Unicode support in Hugs - alpha-patch available
Hi, Anyone interested in Unicode support in Hugs (what it lacks so far) please check out this URL: http://www.golubovsky.org/software/hugs-patch/article.html I have written a patch for the November 2002 release of Hugs that enables internal handling of Unicode characters by Hugs. The URL above points to the article I wrote to explain the details. The article also contains links to download the patch itself and the demonstration/testing program. Any feedback is welcome. I am especially interested to hear from the core developers of Hugs whether they are intersted to incorporate these changes into the current CVS version and into future releases. PS Hopefully this livens up the traffic on the list - for several months there have been too few messages. -- Dmitry M. Golubovsky South Lyon, MI
Hi Dimitry, | Anyone interested in Unicode support in Hugs (what it lacks so far) | please check out this URL: | | http://www.golubovsky.org/software/hugs-patch/article.html Thanks for posting this. I notice from your comments that you were trying to figure out how Hugs works from the C code alone.
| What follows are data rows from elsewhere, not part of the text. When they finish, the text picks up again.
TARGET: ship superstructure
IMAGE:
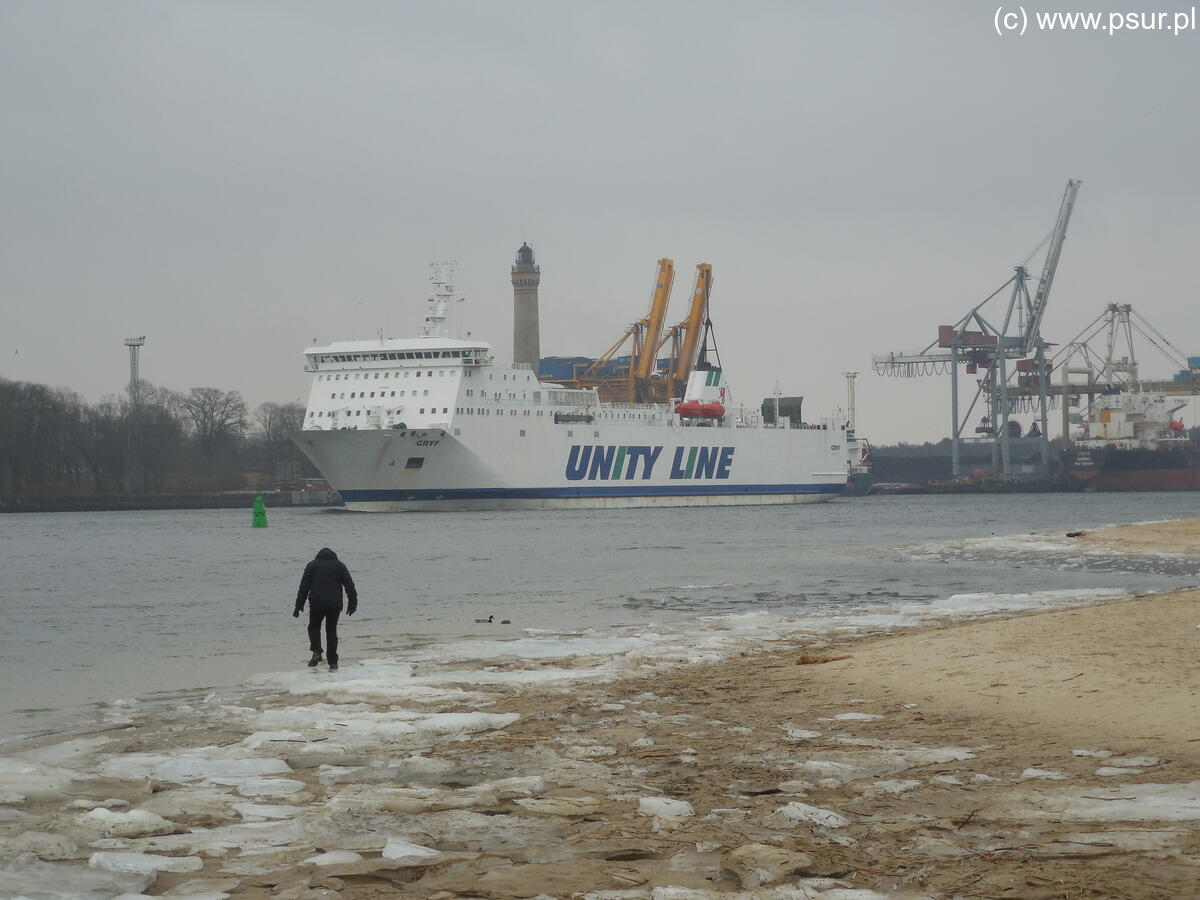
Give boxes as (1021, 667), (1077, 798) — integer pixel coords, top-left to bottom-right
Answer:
(1063, 391), (1200, 491)
(294, 267), (847, 511)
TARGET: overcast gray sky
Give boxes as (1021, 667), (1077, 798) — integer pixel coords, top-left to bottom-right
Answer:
(0, 0), (1200, 442)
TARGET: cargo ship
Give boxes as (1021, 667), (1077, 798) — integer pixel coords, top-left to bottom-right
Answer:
(1063, 391), (1200, 491)
(293, 271), (852, 511)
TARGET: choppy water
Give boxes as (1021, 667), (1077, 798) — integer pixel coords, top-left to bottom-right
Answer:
(0, 493), (1200, 737)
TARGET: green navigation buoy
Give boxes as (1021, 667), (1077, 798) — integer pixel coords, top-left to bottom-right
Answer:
(253, 494), (266, 528)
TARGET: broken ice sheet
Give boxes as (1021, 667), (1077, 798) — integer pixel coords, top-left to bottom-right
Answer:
(772, 800), (850, 828)
(88, 851), (204, 875)
(1025, 781), (1200, 822)
(100, 748), (292, 784)
(0, 859), (155, 900)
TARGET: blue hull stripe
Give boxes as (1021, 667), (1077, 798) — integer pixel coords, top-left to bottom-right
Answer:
(338, 482), (846, 503)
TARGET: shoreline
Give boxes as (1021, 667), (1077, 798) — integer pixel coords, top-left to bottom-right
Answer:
(0, 523), (1200, 900)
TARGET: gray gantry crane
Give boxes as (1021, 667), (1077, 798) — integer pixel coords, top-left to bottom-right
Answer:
(871, 180), (1081, 479)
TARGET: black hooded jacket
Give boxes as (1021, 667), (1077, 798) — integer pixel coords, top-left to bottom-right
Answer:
(296, 547), (359, 614)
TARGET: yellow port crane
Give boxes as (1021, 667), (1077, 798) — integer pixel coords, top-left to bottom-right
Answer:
(572, 259), (713, 403)
(664, 263), (713, 398)
(575, 259), (674, 403)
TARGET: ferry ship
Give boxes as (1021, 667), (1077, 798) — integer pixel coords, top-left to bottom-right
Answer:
(293, 271), (852, 511)
(1063, 391), (1200, 491)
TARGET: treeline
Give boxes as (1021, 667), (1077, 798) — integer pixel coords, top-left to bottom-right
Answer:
(0, 378), (316, 504)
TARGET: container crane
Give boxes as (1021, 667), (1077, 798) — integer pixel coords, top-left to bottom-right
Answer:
(872, 180), (1081, 478)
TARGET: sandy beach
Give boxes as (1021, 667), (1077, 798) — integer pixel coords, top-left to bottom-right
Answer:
(0, 521), (1200, 900)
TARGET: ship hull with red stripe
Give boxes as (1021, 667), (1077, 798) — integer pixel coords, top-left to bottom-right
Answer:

For many purposes, you and others trying to do similar things might find that the report I wrote about the implementation of Gofer (from which Hugs was derived) still contains many relevant tidbits of information that might make some things easier to understand. You can find it online at: http://www.cse.ogi.edu/~mpj/pubs/goferimp.html You might also find it interesting for its historical perspective. For example, it might explain some of the design decisions that made sense back then but seem harder to justify today (such as the lack of support for Unicode, which barely existed back then ...) All the best, Mark
On Sun, Aug 17, 2003 at 11:35:31PM -0400, Dimitry Golubovsky wrote:
Anyone interested in Unicode support in Hugs (what it lacks so far) please check out this URL:
http://www.golubovsky.org/software/hugs-patch/article.html
I have written a patch for the November 2002 release of Hugs that enables internal handling of Unicode characters by Hugs. The URL above points to the article I wrote to explain the details. The article also contains links to download the patch itself and the demonstration/testing program.
As a general comment: your patch converts the Unicode Database into an internal table in Hugs for use by primitives. An alternative approach is used by a recent addition of Unicode support to GHC: use the native wide character functions iswupper(), towupper(), etc where these are available. The current CVS version of Hugs also includes an optimization of the whatis() code, which may clash with your changes. However the speed gains from that change are modest -- increased functionality may be more important.
[The] number of distinct characters defined by the Unicode Database (UnicodeData.txt available from www.unicode.org is 15100 for the most recent version (4.0) with Unicode character values ranging from 0x0000 to 0x10FFFD. So, position of a character in the Unicode character table may be used by Hugs as internal character code.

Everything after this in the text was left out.